An injection of US$8 million by the US into the Philippine coastguard has shone the spotlight on Manila’s maritime strategy amid its ongoing territorial row with Beijing in the South China Sea while also bringing attention to similar fleets of claimant states in the region.
Observers say that coastguard fleet sizes and capabilities in the disputed waterway vary according to each nation’s history and strategic interests, with states such as Indonesia and Malaysia relying more on their navies to deter any foreign incursions.
One analyst argues that many regional countries do not possess adequate fleet sizes for their coastguards.

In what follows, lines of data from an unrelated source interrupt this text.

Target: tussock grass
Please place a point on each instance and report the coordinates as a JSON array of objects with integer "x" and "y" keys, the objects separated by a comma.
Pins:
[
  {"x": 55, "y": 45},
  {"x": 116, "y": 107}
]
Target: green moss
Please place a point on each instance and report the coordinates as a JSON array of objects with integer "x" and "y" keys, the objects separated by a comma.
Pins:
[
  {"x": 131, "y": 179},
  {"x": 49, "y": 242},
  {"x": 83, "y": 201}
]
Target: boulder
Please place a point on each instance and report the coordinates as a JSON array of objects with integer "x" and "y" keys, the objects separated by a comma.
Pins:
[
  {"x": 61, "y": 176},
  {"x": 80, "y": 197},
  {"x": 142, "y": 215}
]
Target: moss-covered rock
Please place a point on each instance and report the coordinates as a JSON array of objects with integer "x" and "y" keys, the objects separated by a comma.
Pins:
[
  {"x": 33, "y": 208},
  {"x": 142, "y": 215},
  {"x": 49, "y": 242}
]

The Philippines, according to other experts, should hedge its bets on a hybrid strategy of “quiet diplomacy” and “active measures”, such as leveraging on US funding to improve its coastguard capabilities, even if the amount is not expected to yield any long-term boost to its defensive posture against increased Chinese aggression.

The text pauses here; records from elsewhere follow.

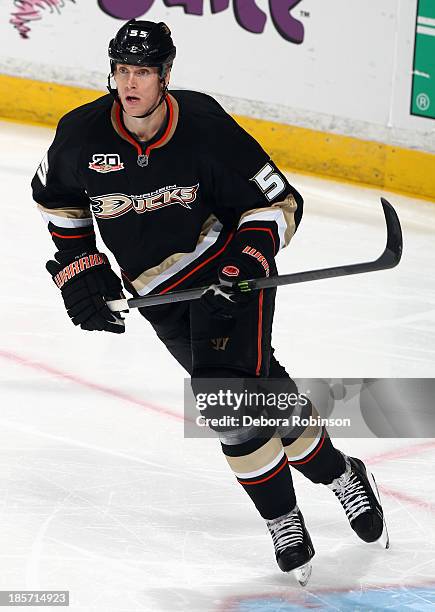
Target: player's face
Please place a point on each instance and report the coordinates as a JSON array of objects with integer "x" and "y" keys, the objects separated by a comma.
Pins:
[{"x": 139, "y": 87}]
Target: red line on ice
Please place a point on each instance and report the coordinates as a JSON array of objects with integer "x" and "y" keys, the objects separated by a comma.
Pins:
[
  {"x": 78, "y": 380},
  {"x": 414, "y": 501}
]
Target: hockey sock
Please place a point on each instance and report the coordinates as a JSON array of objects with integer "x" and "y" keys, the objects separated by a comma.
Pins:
[
  {"x": 261, "y": 468},
  {"x": 315, "y": 456}
]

On Monday, the US embassy in the Philippines said in a statement that the US$8 million funding would support the Philippine coastguard’s (PCG) “infrastructure enhancements, training programme development and resource acquisition and management planning”.
Chris Gardiner, CEO of the Institute for Regional Security in Canberra, told This Week in Asia that the move was a modest contribution that complemented significant support already provided by Japan to the PCG.